Prepare the drizzling sauce by mixing all ingredients. Use a microplane grater to grate the ginger and garlic, and to zest the lime. If you don’t have one, finely mince these ingredients together or mash them in a mortar and pestle, then add them to the mayonnaise with the lime juice.
Prepare the dipping sauce by stirring all the ingredients together in a measuring cup, then dividing the mixture among 4 small dipping bowls.
Prepare the salad ingredients by cutting the cucumber piece in half, then cutting each piece into 2½ inch (6cm) sticks. Shred the carrot or cut it into fine julienne sticks. Cut the green onions into about 5 inch (13 cm) pieces, slicing the thicker white parts in half lengthwise.
Set out a flat dish (like a pie plate or skillet) and fill it with about a ½ inch (1.5cm) warm water. Set a flat plate at the front of your work surface.
Place one rice paper wrapper into the warm water for about 5 seconds, submerging it to make sure all surfaces are wet. Remove it to the plate, making sure it is laying flat, and leave it to soften for about 30 seconds.
The rice wraps look like they’d be delicate, but they are more forgiving than you think. As soon as the moistened wrap is pliable, lay down a small handful of spinach leaves in a strip, close to the end facing you. Lay the spinach so the leaves curl upward, making the wrap easier to roll. Dollop with about 2 teaspoons of the drizzling sauce.
Next, layer on a small handful of the cucumber sticks, a strip or two of green onion,
a handful of grated or julienned carrots, and a few chunks of the seared salmon.
Garnish the top with a couple sprigs of cilantro.
And roll up by starting at the edge nearest you and helping tuck in the salad with your fingers as you roll. As soon as you’ve rolled it around the filling once, fold over both side edges and keep rolling, tucking in the sides as you go. The wrap sticks to itself, holding the salad roll tight.

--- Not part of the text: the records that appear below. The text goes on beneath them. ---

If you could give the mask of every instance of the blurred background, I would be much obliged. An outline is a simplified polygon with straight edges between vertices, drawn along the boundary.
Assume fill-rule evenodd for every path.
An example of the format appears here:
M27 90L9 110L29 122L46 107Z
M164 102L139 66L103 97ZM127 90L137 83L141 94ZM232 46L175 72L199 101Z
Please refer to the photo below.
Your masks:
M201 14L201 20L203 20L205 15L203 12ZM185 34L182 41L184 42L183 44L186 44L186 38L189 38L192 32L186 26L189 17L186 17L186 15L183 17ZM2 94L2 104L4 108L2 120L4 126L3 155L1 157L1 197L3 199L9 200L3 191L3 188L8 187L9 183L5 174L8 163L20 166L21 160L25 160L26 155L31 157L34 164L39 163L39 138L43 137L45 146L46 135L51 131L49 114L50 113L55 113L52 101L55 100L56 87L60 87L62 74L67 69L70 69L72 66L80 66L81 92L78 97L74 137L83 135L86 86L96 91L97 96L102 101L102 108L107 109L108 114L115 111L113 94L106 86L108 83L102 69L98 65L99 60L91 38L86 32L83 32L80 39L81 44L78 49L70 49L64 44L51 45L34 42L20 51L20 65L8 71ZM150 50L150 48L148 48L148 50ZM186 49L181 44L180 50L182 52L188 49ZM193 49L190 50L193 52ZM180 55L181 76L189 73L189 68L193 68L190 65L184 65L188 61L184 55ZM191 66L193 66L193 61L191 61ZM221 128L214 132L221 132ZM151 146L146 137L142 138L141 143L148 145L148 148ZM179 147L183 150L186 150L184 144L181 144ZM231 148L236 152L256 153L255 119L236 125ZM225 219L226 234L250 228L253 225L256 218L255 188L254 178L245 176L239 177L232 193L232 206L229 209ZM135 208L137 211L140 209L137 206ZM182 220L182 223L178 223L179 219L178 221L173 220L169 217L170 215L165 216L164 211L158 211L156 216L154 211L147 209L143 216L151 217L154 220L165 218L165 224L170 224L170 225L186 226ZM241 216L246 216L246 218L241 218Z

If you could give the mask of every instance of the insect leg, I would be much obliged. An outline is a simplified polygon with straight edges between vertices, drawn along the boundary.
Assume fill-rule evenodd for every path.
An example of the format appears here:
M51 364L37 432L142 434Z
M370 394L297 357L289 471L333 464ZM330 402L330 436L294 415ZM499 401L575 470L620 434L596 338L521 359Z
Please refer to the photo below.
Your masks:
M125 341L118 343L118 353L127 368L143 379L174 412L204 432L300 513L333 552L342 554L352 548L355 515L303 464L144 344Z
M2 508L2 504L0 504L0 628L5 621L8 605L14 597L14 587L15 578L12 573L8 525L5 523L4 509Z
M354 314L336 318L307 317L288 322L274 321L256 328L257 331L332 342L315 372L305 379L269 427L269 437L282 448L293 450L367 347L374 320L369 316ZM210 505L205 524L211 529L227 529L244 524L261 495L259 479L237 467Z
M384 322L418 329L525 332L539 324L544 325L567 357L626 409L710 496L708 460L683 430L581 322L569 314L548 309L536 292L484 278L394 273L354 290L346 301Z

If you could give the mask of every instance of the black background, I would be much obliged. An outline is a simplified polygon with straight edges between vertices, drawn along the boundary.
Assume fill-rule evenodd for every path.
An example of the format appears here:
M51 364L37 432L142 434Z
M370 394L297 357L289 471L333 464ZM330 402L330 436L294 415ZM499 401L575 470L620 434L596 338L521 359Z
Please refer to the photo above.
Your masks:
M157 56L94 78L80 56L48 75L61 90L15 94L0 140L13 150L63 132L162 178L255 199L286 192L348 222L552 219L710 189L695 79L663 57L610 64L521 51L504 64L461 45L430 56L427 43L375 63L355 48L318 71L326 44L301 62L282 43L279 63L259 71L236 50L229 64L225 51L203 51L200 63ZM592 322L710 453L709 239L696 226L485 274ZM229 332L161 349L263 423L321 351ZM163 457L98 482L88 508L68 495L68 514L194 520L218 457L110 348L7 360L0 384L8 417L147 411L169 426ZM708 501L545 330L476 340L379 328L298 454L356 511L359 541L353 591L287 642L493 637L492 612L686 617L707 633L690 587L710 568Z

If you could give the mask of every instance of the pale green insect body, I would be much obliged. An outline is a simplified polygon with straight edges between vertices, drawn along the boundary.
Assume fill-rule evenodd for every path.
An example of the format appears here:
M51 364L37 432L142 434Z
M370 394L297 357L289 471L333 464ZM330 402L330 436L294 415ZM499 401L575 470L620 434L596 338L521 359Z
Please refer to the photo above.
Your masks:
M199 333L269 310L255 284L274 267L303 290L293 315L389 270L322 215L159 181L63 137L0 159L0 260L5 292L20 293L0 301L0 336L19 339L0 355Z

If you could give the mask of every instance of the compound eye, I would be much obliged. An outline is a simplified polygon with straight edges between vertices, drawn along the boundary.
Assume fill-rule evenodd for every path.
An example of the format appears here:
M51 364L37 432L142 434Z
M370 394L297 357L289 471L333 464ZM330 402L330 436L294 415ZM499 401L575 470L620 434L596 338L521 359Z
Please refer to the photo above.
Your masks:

Don’t worry if they’re not perfect. You’ll get better with each one you make.
Slice them in half diagonally, and serve with the little bowls of dipping sauce.
For the protein in these rolls, try thawed, frozen precooked shrimp. You can cut them in half lengthwise and lay them on the wrapper first so they show through, or tuck them in the middle. Or use leftover cooked chicken or roast beef cut in strips, or strips of extra-firm tofu, or wedges of hard-boiled eggs. You could even use chunks of canned salmon, or leftover bits of other types of fish or leftover salmon from the night before.
For the veggies, you could use other greens – lettuce or arugula. Julienned sticks of celery, or shredded radishes, strips of sweet peppers, cooked beets, or avocado. Try canned baby corns cut into long strips, or canned water chestnut slices . . . maybe some finely shredded cabbage, or Napa cabbage. Snow peas or snap peas. Fresh bean sprouts, or finer types of sprouts would be divine. Use different herbs, like basil, parsley or dill.
You could even add a few strands of cooked rice noodles or spoonfuls of cooked rice or quinoa or other grain. Try adding a few chopped peanuts or other nuts or seeds, too.
For the drizzling sauce, substitute yogurt or Greek yogurt for some or all of the mayonnaise. Or just use bottled ranch dressing or another creamy dressing instead.
For the dipping sauce, use plain soy sauce, or soy sauce mixed with a blob of wasabi paste. Or use a bottled Thai sweet chili sauce or a bottled or homemade peanut sauce. Or any other sauce that tickles your fancy.